A educação financeira, que para mim é liberdade de escolha, veio por causa da minha formação em economia, meu trato com dinheiro, minha organização para alcançar minhas conquistas e por já fazer alguns investimentos. Inclusive, os meus pais falavam sobre a forma como eu lidava bem com o dinheiro.

Outro ponto é que como eu trabalhava na área de estratégia, eu falo de educação financeira e de gestão estratégica de negócios, o que me faz conversar bastante com profissionais autônomos e liberais. 

Como você tem percebido a aplicação do seu trabalho pelo seu público?
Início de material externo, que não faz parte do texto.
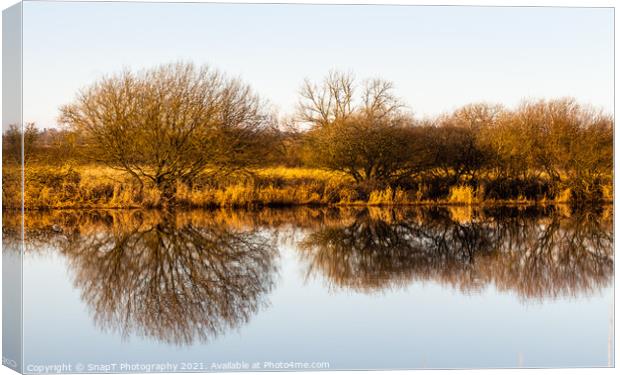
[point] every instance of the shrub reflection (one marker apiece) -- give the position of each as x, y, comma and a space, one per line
537, 253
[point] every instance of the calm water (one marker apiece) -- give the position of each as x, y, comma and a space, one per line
355, 288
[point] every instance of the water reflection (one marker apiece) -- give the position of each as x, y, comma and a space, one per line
537, 253
190, 276
166, 277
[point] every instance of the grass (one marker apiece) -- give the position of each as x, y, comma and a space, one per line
94, 186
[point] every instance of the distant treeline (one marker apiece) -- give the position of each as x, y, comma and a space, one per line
177, 125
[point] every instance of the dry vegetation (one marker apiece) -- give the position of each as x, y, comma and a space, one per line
180, 135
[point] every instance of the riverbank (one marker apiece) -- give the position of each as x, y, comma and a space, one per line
105, 188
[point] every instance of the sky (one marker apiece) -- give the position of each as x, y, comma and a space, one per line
439, 58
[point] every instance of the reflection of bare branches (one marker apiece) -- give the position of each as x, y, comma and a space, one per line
536, 254
151, 275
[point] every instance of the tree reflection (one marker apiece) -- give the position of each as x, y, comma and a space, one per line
167, 278
538, 253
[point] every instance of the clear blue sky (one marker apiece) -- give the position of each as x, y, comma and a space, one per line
439, 57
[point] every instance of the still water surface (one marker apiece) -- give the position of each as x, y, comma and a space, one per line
355, 288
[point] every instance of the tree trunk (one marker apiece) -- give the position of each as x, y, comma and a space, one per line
168, 190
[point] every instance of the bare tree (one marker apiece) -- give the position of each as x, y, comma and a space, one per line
168, 124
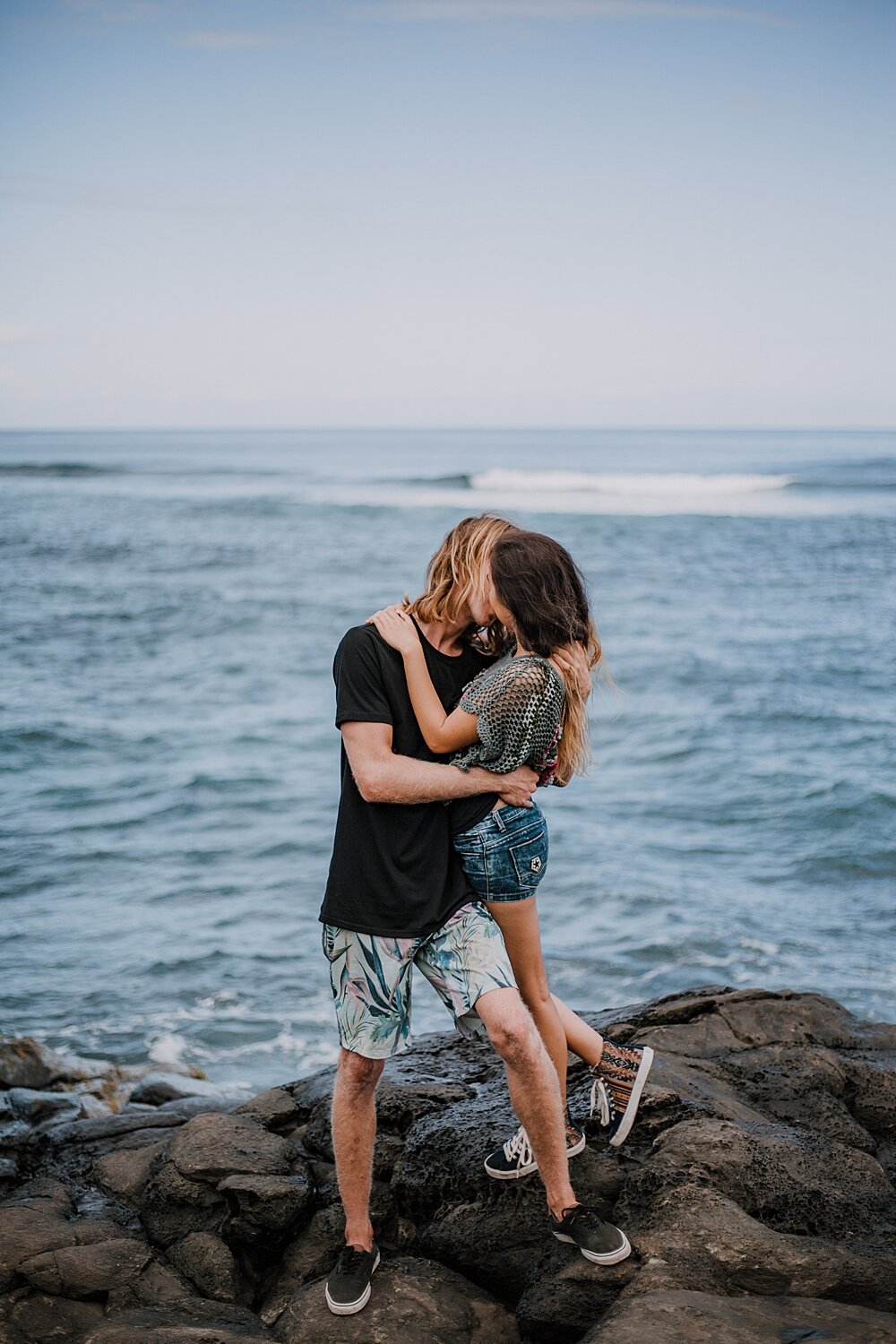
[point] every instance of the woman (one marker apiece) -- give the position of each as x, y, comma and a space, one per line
525, 709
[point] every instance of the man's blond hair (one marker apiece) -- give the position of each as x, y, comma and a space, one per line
454, 573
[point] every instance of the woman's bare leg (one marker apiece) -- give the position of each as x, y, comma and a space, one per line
519, 922
583, 1040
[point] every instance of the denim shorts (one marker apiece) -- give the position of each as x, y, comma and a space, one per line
505, 855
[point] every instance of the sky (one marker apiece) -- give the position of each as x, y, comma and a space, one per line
408, 212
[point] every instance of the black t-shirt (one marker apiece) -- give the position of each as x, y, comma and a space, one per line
394, 871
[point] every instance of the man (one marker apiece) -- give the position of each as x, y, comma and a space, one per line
397, 897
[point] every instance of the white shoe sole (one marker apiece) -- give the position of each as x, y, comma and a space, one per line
349, 1308
632, 1109
532, 1167
600, 1257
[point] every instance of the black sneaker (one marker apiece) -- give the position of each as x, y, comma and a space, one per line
349, 1288
595, 1238
619, 1077
516, 1159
Eu tenho alguns cases nos quais eu vejo que as pessoas pegaram o espírito do trabalho, que saíram das dívidas para montarem suas reservas. O que é importante é que a pessoa converse com as suas versões, com o seu presente, o seu passado e o seu futuro.

Ao invés de dizer para a pessoa “invista 30% e use 70%”, eu analiso a sua parte comportamental e os seus números. Com isso, nós analisamos quanto ela tem de dívida, quanto ela paga pelo hoje, quanto ela investe para o seu futuro e montamos um gráfico. A dívida faz com que o hoje da pessoa viva no passado, e com relação ao futuro, normalmente esse percentual é baixo. Quando se liga o comportamento com a parte numérica, eu vejo que as pessoas que aplicam esse entendimento alcançam bons resultados.
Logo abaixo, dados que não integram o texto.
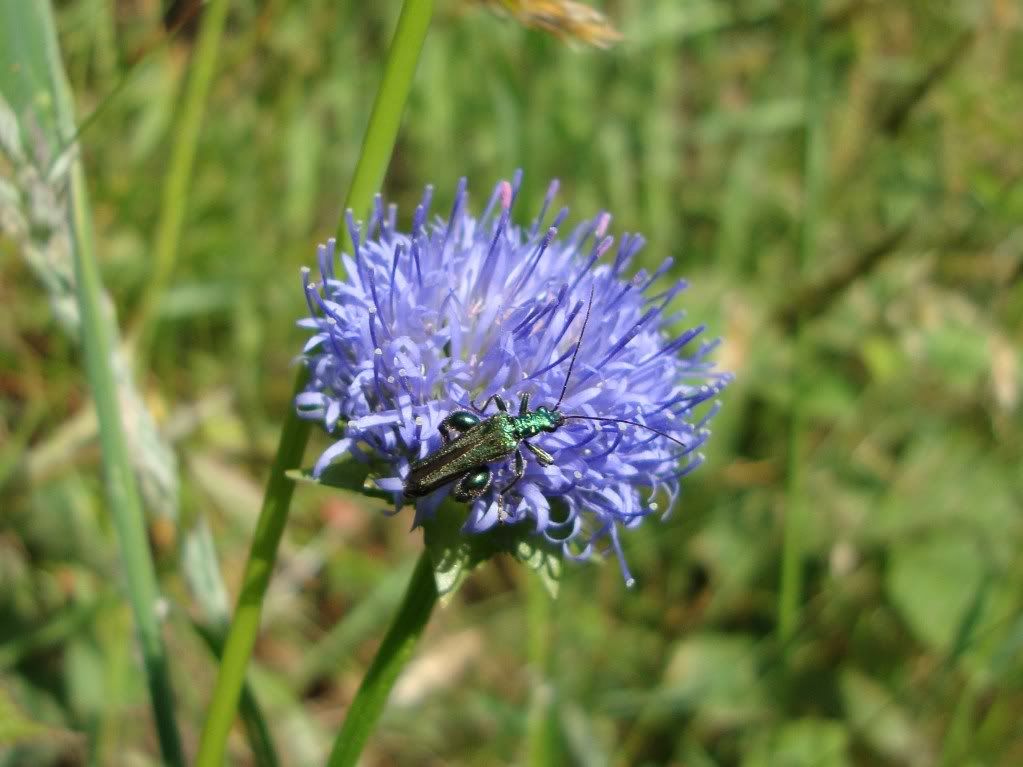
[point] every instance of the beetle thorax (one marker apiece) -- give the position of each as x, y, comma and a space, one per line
536, 421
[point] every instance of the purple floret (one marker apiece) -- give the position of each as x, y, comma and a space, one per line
418, 324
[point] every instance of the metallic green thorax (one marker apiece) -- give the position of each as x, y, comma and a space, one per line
479, 444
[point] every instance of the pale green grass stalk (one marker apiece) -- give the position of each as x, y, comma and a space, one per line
394, 652
38, 74
376, 148
123, 497
813, 167
175, 192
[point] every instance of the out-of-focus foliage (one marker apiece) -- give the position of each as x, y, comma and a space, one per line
690, 129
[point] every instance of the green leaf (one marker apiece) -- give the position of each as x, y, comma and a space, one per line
876, 716
15, 726
455, 553
717, 676
805, 742
933, 582
348, 475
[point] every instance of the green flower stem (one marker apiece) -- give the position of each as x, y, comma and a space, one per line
541, 730
175, 191
813, 166
394, 652
376, 148
122, 491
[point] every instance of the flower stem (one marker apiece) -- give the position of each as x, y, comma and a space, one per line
376, 148
394, 652
541, 732
813, 166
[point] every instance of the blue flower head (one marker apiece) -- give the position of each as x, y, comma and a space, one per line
424, 323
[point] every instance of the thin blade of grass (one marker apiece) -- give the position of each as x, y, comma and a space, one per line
38, 75
813, 167
374, 158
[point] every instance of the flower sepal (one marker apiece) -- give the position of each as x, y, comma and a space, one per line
455, 554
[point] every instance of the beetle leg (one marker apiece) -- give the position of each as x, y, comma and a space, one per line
524, 403
520, 470
464, 493
496, 398
542, 456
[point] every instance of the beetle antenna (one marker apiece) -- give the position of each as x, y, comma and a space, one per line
575, 354
630, 422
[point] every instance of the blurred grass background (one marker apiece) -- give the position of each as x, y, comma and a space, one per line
907, 646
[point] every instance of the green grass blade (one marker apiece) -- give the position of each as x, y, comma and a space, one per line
39, 75
175, 192
377, 146
395, 651
813, 166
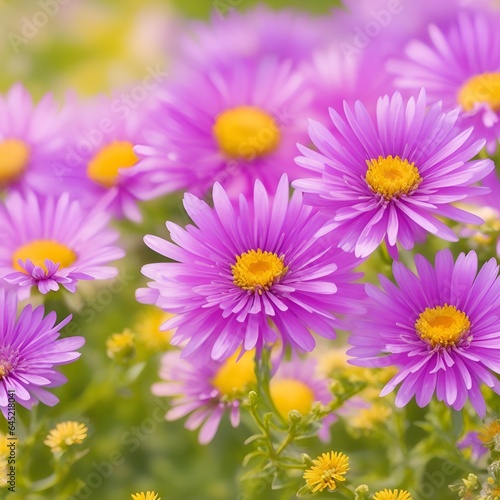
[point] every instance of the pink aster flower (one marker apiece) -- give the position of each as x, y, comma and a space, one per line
230, 125
460, 65
99, 161
205, 391
296, 385
390, 177
31, 136
244, 266
50, 242
30, 348
439, 328
251, 36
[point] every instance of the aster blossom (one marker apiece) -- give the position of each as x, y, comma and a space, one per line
460, 66
205, 391
231, 125
245, 265
30, 348
439, 328
389, 178
99, 161
31, 137
52, 241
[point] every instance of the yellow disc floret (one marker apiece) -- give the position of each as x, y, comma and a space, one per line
484, 88
442, 326
104, 167
14, 157
326, 471
489, 431
392, 177
236, 376
291, 394
246, 132
66, 434
392, 495
149, 495
39, 250
256, 270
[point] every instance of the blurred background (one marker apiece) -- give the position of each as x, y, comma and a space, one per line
97, 45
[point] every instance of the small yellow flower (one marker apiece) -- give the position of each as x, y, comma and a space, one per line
66, 434
392, 495
147, 327
328, 469
488, 431
149, 495
121, 346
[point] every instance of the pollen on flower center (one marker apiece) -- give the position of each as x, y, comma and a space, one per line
104, 167
256, 270
39, 250
392, 177
66, 434
290, 394
326, 471
14, 156
392, 495
246, 132
235, 375
483, 88
8, 361
442, 325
A pesquisa de Dismorfia trouxe a informação de que 79% das pessoas têm a tendência de consumir hoje muitas coisas que elas não puderam consumir no passado. Como nós olhamos muito para isso, eu peço para que as pessoas façam uma lista do que elas querem para que possamos descobrir o que é para cobrir um vazio e o que realmente se quer.

Quando a pessoa tem um relacionamento mais próximo, através de um curso ou de uma mentoria, eu consigo visualizar uma aplicação mais palpável, mas é muito mais difícil a aplicabilidade quando as pessoas compram o login e a senha de um curso gravado. Se considerarmos um universo de 100%, 20% assistem às aulas e aplicam o conteúdo.
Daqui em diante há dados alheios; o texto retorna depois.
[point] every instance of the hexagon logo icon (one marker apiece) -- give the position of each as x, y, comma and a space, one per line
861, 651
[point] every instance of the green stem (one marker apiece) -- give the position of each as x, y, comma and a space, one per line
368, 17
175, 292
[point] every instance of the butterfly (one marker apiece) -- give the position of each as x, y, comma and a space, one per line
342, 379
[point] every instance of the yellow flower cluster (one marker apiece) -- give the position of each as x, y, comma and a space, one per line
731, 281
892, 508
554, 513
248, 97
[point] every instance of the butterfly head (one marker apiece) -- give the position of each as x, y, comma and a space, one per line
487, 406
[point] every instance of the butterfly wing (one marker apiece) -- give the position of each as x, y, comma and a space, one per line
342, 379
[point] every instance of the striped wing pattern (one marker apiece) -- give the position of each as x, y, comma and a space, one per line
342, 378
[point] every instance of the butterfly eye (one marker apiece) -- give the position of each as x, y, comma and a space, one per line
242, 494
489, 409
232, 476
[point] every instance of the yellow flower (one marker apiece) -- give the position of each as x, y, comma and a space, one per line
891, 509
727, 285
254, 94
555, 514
No Brasil, se a pessoa consegue pagar uma prestação, não importando o que esteja embutido nela, está ótimo. Quais são os principais desafios para que o brasileiro, como sociedade, avance em termos de educação financeira?

Eu acredito que seja muito mais uma questão comportamental e de imediatismo. As pessoas assumem uma parcela, pois elas querem para hoje. A pessoa quer um carro, mas ela quer para hoje, e não para amanhã. Ela assume uma parcela, mas já fica com o bem. As pessoas não têm paciência para fazer um planejamento e esperar.

Eu gosto de fazer uma analogia com o filme do Jim Carrey, Eu, Eu Mesmo & Irene, onde o Eu representa o meu eu passado, o Eu Mesmo o meu eu presente, e a Irene o meu eu futuro. Como a Irene de uma pessoa é uma desconhecida para ela, por que essa pessoa vai se planejar para comprar um carro para uma versão dela que ela nem conhece, já que o eu que ela conhece é a sua versão de hoje? É preciso que cada um converse com a sua Irene.

Temos também a questão do ensino básico. Educação financeira e empreendedorismo, mesmo que a pessoa não queria empreender, são temas que deveriam ser dados na escola. Quando eu falo de educação de base, eu não falo apenas de escola, mas também de família e de comunidade.